De  conformidad  con  el  artículo  213 del  Código  de  Procedimiento Penal del 2000, la Sala inadmitirá el libelo, porque  no  reúne las exigencias mínimas previstas en el canon 212 del mismo Estatuto.  Las razones son las siguientes:   

1.  De  entrada,  el  libelista  vulnera los  principios  de  claridad  y  no  contradicción  al  solicitar,  al inicio de su  memorial,   la  invalidación  del  fallo  de  segundo  nivel  y  a  la  vez  su  revocatoria,  siendo  que  lo  primero  supone  la  declaración de nulidad y lo  segundo la emisión de fallo de reemplazo.   
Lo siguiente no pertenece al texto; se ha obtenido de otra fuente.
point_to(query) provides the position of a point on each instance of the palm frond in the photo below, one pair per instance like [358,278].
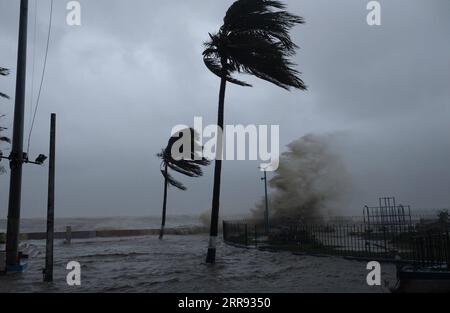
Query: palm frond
[255,40]
[191,166]
[173,182]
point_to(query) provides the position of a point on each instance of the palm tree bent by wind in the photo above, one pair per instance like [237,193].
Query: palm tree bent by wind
[255,40]
[190,166]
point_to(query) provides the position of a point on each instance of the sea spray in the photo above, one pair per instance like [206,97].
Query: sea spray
[310,183]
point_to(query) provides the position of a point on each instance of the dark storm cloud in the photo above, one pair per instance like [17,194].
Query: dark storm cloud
[133,70]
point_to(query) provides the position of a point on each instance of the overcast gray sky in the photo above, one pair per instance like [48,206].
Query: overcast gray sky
[133,70]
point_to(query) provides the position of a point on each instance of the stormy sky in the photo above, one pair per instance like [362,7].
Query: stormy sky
[133,70]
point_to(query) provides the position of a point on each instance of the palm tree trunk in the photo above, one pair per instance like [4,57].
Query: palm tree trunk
[211,256]
[163,222]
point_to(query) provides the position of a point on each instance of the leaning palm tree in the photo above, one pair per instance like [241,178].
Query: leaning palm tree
[255,40]
[187,162]
[4,72]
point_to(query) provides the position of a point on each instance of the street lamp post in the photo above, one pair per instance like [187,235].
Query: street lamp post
[266,212]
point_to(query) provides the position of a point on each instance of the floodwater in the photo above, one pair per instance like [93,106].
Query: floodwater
[176,265]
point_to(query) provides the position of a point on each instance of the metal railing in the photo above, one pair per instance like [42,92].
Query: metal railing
[430,247]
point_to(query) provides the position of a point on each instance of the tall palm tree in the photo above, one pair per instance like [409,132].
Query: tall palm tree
[190,166]
[254,39]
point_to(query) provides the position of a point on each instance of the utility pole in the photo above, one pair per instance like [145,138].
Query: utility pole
[266,212]
[17,157]
[48,271]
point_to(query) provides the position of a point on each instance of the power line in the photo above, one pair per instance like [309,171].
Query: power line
[42,76]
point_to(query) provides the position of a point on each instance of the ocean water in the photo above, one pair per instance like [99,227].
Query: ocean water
[101,223]
[176,265]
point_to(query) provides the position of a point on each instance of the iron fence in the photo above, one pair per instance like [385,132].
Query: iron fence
[410,244]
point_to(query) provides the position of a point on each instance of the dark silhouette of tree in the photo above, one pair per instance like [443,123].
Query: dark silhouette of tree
[4,72]
[254,39]
[187,163]
[3,139]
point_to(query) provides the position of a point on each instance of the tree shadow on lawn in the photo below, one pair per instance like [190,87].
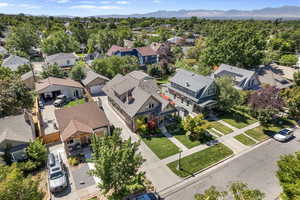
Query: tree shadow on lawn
[235,116]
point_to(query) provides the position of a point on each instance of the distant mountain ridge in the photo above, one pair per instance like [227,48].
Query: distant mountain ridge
[285,12]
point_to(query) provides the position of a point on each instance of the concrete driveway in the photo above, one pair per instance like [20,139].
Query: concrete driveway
[257,168]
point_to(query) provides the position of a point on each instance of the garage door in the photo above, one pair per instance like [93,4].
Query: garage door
[97,89]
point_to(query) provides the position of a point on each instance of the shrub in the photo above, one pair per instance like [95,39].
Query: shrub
[73,161]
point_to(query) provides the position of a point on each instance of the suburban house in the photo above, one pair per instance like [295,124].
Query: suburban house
[29,79]
[94,82]
[190,91]
[78,123]
[63,60]
[243,79]
[15,134]
[146,55]
[3,51]
[176,40]
[13,62]
[135,96]
[50,88]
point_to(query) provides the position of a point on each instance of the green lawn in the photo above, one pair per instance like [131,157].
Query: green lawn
[161,146]
[179,134]
[262,133]
[200,160]
[220,127]
[237,119]
[245,140]
[186,141]
[75,102]
[215,132]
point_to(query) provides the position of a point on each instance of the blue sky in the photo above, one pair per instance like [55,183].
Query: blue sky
[103,7]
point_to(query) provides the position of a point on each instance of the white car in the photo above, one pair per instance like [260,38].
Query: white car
[284,135]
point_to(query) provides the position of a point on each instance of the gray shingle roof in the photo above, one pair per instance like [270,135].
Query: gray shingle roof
[142,89]
[13,62]
[60,56]
[191,80]
[15,128]
[91,76]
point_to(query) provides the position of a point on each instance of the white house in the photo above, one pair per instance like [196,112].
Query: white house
[52,87]
[63,60]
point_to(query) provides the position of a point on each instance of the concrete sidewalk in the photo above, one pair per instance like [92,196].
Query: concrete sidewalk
[172,138]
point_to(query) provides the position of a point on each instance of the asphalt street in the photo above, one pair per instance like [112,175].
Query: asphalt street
[257,168]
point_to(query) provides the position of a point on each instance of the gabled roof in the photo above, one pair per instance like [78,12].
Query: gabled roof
[141,86]
[15,128]
[60,56]
[91,76]
[146,51]
[80,118]
[190,80]
[13,62]
[43,84]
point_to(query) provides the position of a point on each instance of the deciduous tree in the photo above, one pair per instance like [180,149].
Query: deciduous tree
[117,164]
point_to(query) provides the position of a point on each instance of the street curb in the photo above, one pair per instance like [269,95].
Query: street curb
[188,177]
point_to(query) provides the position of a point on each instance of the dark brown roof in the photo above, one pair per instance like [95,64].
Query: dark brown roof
[80,118]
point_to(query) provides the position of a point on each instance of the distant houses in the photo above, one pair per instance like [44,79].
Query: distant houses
[191,91]
[146,55]
[63,60]
[14,62]
[243,79]
[136,96]
[50,88]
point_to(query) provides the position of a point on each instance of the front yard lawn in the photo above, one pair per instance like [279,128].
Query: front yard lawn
[244,140]
[220,127]
[161,146]
[237,119]
[75,102]
[179,134]
[200,160]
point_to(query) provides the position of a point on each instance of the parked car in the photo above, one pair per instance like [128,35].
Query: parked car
[57,178]
[284,135]
[147,196]
[60,100]
[53,158]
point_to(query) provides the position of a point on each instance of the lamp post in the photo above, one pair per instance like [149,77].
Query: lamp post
[178,165]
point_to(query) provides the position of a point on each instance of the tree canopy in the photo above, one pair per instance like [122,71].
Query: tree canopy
[117,164]
[111,66]
[59,42]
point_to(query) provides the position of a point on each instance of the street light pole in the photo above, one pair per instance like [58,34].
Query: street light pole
[178,165]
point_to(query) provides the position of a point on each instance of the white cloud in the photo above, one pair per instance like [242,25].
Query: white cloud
[28,6]
[105,2]
[95,7]
[3,4]
[122,2]
[61,1]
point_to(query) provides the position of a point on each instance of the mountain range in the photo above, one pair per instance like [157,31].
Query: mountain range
[284,12]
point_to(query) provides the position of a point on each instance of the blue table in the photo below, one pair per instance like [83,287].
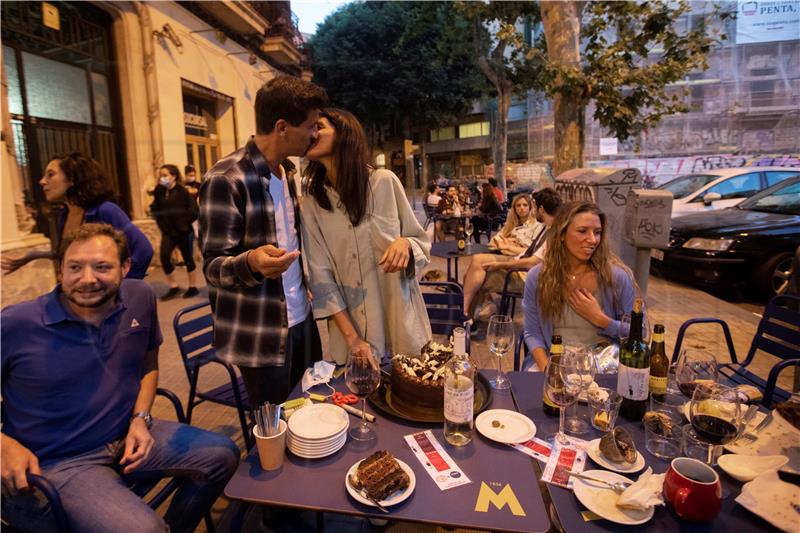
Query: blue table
[527,390]
[320,484]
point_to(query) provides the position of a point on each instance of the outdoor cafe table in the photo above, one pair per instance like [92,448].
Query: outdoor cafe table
[527,388]
[449,250]
[319,484]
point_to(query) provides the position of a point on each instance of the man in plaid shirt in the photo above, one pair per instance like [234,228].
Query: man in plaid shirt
[250,237]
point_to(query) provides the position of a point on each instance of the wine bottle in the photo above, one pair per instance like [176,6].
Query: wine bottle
[459,393]
[659,364]
[556,349]
[634,369]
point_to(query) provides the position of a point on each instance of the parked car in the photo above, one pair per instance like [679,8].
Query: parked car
[725,187]
[749,245]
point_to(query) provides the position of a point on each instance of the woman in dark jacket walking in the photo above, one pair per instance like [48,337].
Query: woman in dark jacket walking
[174,210]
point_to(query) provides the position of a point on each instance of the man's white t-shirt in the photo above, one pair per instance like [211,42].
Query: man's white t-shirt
[297,308]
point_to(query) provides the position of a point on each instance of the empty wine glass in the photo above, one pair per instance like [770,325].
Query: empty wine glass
[500,335]
[695,367]
[469,228]
[362,376]
[583,359]
[562,386]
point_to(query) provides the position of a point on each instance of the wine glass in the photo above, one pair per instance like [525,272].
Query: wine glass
[695,367]
[469,228]
[562,386]
[500,335]
[362,376]
[583,359]
[716,413]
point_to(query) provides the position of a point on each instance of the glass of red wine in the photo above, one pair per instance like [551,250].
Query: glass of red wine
[695,367]
[362,376]
[715,413]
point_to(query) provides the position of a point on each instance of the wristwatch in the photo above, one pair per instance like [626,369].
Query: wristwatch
[146,416]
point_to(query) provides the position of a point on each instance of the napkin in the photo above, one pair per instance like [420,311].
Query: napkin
[644,493]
Del  mismo modo, abandona cualquier mínima  pauta  de  postulación  y  demostración  de los errores que denuncia, pues en un  escrito    atiborrado    de    innecesarias    repeticiones,   imprecisiones   e  inconsistencias  dedica  su empeño a oponer su criterio  personal   al   de   las   instancias,   sin   ningún   orden,   fundamento   y  metodología.   

Es   así   que   tanto  en  el  acápite  introductorio  a  los  cargos titulado «EXPRESIÓN DE  LOS      MOTIVOS      DE      CASACIÓN      O     CAUSA     PETENDI»51,  como  en  las  dos  censuras propuestas invoca la violación indirecta de la ley  sustancial  por  error  de  hecho, pero, o   bien,  de  manera  alguna identifica si se trata de falsos juicios de existencia, identidad  o    raciocinio,   o   cuando   menciona   los   dos  primeros                 vulnera  el  postulado  de  autonomía,  ya      que,      lo      hace      indistintamente,          respecto          de         iguales  aspectos, lo cual resulta, como  es   obvio,  excluyente.  Esto,  como  cuando  dice  que  se  supuso  la  prueba  –que   ni   siquiera  menciona-     que    fue    omitida    pero      también      adolece      de      un      vicio     de     identidad.   

2.  La confusión  argumentativa    del   jurista   es   igualmente   palmaria   cuando,   en   el  acápite   preliminar,   a  la  par  que  invoca  la  infracción  mediata de la ley sustancial,  denuncia  la  violación del postulado de inmediación y la falta  de  práctica  de  algunos  medios   probatorios   por  parte  de  la  Fiscalía,  verbi  gratia,   los   destinados   a  establecer  la  incidencia   de  unas  cofinanciaciones  en  el  presupuesto  del  municipio  de  Alejandría    y    la    existencia    de   varios  oferentes,    lo   que  supondría  la  transgresión  del  axioma de investigación integral, apotegmas  estos  cuyo  desacato  debía  demandarse  con  apoyo  en  la  causal tercera de  nulidad.   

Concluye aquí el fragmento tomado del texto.